Traditionally creditors, particularly secured creditors, had significant leverage with regard to these types of debtors. Secured lenders could force the debtor to:

  1. Submit a detailed disclosure statement;
  2. Strictly comply with provisions regarding the contents of a Chapter 11 plan of reorganization;
  3. Propose a plan that repaid all of the debtor’s creditors in full, over a reasonable amount of time (the Absolute Priority Rule); and
  4. Obtain a confirming vote from at least one class of impaired creditors (which the secured creditor would often try and control by voting its unsecured claim against confirmation of the debtor’s plan).

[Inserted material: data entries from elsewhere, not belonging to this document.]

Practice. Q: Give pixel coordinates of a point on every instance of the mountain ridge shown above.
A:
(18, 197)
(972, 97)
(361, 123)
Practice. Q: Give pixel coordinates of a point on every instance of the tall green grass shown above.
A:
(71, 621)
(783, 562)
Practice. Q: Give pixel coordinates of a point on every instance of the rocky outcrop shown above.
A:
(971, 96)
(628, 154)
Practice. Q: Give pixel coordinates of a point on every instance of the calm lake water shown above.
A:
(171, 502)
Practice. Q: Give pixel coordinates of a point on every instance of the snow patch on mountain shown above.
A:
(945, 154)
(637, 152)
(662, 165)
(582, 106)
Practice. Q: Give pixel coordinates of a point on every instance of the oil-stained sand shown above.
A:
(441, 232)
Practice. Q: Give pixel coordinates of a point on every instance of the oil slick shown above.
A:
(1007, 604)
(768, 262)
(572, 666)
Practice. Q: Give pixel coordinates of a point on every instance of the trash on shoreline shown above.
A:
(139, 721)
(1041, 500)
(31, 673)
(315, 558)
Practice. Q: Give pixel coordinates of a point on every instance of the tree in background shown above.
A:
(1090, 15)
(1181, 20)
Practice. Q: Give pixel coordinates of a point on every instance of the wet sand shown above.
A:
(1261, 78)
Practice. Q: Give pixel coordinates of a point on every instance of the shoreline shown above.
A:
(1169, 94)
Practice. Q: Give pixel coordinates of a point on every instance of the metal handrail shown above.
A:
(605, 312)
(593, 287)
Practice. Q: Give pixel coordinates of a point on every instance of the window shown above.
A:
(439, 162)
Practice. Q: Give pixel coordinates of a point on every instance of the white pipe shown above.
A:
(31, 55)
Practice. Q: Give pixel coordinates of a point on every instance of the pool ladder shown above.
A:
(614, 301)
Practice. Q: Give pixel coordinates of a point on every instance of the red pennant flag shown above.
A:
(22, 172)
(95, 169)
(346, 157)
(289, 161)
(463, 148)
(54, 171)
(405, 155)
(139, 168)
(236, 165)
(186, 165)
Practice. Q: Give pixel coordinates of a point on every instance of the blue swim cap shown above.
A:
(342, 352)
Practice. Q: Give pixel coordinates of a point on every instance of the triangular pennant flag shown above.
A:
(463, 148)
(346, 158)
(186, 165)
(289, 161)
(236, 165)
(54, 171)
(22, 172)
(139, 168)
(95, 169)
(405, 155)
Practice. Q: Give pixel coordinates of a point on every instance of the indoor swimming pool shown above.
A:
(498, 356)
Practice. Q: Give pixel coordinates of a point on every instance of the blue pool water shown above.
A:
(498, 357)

Under CARES, larger companies can take advantage of the expedited Sub V plan process, where there are i) limited reporting requirements, ii) a simplified form disclosure statement, iii) probably a form plan of reorganization in the future as the Act unfolds, iv) requirements that the debtor only need devote its reasonable post-petition disposable income to payment of its creditors under the plan, v) a provision that only the debtor can file or propose a plan; and, perhaps most importantly, vi) no voting among classes of creditors for confirmation of the plan. A Sub V debtor must propose its plan within ninety (90) days from the Petition Date, but the confirmed plan can pay out from three (3) years to five (5) years.

SBRA does not relieve debtors from

  1. having to adequately protect a secured creditor for any diminution in the value of the secured lender’s collateral;
  2. accounting for a secured creditor’s cash collateral, and taking steps to ensure that the debtor is only using cash collateral for appropriate, approved purposes in accordance with a cash collateral order;
  3. repaying secured creditors the current fair market value of their collateral over a period of time that would trade in the market for non-distressed loans, at a market interest rate; and
  4. demonstrating that the debtor’s income and expenses are such that it is actually feasible to consummate and perform under its proposed plan of reorganization.

While secured creditors in Sub V cases have retained many of the traditional levers that they had under a typical Chapter 11 plan, after the expansion of the debt limits provided by CARES, secured creditors and their counsel are going to have to be prepared to rapidly assess and take action to deal with an onslaught of larger cases that are going to move very quickly through the Sub V process.